[Devel] Re: containers and cgroups mini-summit @ Linux Plumbers

Thu Jul 26 12:19:12 PDT 2012

Tejun Heo <tj at kernel.org> writes:

> Hello, Eric.
>
> On Thu, Jul 26, 2012 at 03:42:50AM -0700, Eric W. Biederman wrote:
>> - Create a new mount namespace.
>> - Create fresh mounts of all of the control groups like I would do at 
>>   boot, with no consideration to any other control group state.
>> - Start forking processes.
>> 
>> The expected semantics would be something like chroot for control
>> groups, where all of the control groups that are created by fresh mounts
>> are relative to whatever state the process of being in a control group
>> that the process that mounted them was in.
>
> No, any attempt to build namespace support into cgroup core code will
> be nacked with strong prejudice.

The cgroup code was only merged with the understanding that this support
was simple to add and it would be added.  I am sorry that no one had
the sense to follow up and make certain that promise was not fullfilled.
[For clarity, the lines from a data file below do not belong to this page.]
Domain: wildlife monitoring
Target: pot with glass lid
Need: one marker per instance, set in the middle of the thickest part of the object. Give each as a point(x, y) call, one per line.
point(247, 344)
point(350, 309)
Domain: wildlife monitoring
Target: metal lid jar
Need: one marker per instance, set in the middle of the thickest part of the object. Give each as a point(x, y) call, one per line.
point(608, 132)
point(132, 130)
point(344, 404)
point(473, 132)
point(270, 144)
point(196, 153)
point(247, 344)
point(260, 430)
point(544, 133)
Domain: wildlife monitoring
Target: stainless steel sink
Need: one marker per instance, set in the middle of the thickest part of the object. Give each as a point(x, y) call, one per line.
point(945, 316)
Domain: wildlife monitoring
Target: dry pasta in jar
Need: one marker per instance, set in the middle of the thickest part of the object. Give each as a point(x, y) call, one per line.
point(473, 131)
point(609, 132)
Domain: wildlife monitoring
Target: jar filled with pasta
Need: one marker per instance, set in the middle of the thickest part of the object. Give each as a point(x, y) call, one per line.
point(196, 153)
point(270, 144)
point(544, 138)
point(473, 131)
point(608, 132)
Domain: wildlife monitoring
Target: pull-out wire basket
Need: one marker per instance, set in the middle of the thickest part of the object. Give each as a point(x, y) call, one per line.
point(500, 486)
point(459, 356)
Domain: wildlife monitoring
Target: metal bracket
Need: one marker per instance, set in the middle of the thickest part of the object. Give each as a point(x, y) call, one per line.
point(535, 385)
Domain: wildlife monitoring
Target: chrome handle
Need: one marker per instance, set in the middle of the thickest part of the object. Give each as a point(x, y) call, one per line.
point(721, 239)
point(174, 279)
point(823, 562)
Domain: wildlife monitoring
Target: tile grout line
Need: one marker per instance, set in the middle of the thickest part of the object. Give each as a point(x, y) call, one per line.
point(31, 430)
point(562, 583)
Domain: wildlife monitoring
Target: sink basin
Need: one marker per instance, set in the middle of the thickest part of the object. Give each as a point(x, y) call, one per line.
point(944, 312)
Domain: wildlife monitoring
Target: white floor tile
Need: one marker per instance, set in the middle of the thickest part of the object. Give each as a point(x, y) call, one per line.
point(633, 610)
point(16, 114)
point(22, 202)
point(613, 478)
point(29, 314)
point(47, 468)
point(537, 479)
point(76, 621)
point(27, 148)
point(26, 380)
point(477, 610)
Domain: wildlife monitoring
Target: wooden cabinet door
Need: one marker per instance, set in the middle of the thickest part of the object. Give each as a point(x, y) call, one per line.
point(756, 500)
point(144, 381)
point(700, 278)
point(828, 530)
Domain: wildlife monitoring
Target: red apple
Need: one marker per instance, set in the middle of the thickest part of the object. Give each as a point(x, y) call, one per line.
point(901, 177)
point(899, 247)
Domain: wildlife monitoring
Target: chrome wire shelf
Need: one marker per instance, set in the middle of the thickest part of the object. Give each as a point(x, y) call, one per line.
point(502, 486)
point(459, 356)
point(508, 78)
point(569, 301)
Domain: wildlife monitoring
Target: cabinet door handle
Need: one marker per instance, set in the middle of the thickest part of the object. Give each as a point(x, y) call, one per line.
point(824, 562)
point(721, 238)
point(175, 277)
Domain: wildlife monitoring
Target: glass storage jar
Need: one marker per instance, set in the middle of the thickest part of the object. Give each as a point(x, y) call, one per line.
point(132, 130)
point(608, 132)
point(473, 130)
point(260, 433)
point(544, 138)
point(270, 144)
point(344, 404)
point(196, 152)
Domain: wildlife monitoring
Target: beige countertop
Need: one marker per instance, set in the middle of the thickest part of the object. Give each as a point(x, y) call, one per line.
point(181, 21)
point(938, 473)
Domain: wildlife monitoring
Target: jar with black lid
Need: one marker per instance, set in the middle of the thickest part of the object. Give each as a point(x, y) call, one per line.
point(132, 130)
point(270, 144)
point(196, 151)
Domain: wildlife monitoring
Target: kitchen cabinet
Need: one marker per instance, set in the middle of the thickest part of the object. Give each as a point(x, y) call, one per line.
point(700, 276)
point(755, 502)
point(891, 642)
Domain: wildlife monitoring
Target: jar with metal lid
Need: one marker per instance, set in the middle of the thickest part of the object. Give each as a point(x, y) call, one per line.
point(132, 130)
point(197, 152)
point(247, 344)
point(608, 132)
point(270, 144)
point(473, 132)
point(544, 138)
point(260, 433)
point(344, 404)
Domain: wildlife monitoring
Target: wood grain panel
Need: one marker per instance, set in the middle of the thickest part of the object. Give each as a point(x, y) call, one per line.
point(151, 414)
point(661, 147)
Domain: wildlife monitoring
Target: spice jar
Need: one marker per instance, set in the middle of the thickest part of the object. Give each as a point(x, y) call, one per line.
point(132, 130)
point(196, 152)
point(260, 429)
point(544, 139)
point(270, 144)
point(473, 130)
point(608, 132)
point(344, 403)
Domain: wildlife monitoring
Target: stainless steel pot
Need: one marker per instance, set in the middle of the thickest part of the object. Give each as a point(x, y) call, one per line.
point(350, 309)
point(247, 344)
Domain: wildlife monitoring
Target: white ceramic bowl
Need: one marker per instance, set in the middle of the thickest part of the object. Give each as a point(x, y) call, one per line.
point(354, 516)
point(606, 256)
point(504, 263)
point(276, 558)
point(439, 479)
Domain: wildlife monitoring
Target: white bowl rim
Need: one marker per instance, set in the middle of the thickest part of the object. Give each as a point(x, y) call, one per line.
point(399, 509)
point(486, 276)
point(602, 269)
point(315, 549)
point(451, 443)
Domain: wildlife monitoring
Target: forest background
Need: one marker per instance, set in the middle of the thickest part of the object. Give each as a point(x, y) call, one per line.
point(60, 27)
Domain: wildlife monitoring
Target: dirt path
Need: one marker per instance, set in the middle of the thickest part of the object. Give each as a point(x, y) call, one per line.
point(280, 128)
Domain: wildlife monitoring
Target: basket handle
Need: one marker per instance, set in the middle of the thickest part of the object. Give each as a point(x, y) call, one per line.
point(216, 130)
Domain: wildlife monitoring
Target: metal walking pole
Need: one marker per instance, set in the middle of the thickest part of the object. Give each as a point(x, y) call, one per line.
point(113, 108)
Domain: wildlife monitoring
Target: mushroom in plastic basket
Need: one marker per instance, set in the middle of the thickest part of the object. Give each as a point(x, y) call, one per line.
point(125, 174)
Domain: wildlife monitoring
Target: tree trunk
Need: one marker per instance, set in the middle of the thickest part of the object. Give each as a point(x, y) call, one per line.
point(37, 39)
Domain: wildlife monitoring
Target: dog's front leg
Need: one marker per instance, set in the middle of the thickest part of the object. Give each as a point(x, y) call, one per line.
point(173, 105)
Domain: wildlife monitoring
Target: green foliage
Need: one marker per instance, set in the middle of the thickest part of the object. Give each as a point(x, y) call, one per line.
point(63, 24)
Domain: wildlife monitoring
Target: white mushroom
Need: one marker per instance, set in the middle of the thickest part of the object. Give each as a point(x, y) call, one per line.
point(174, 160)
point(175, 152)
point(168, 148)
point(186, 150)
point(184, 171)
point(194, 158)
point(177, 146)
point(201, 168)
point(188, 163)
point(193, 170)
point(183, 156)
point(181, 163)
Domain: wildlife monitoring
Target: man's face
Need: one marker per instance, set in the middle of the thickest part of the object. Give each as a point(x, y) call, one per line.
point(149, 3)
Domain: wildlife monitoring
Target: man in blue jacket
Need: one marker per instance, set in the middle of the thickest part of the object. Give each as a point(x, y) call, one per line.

> I still think it was a mistake to add that to sysfs. 

sysfs fundamentally can not represent all of the network devices
in the hierarchy of objects that it chose. 

sysfs does not have namespace hacks.  Sysfs has hacks for the
limitations of the hiearchary of devices that was choosen
for a sysfs user space ABI.

> Thankfully, procfs is going the FUSE way.

No procfs is not going the FUSE way.  Hacks for programs that misuse
information in procfs is going the FUSE way.

The best example is there currently is not a good method for programs
to figure out how parellel it is productive to be so the programs
read /proc/cpuinfo and get the count of cpus.  Control groups can
limit you to fewer cpus but those programs have figured that out yet.

But ultimately fuse for procfs is about the rare case where people
want to lie to applications, because it is easier to lie to applications
then to disabuse the applications of their mistaken asumptions.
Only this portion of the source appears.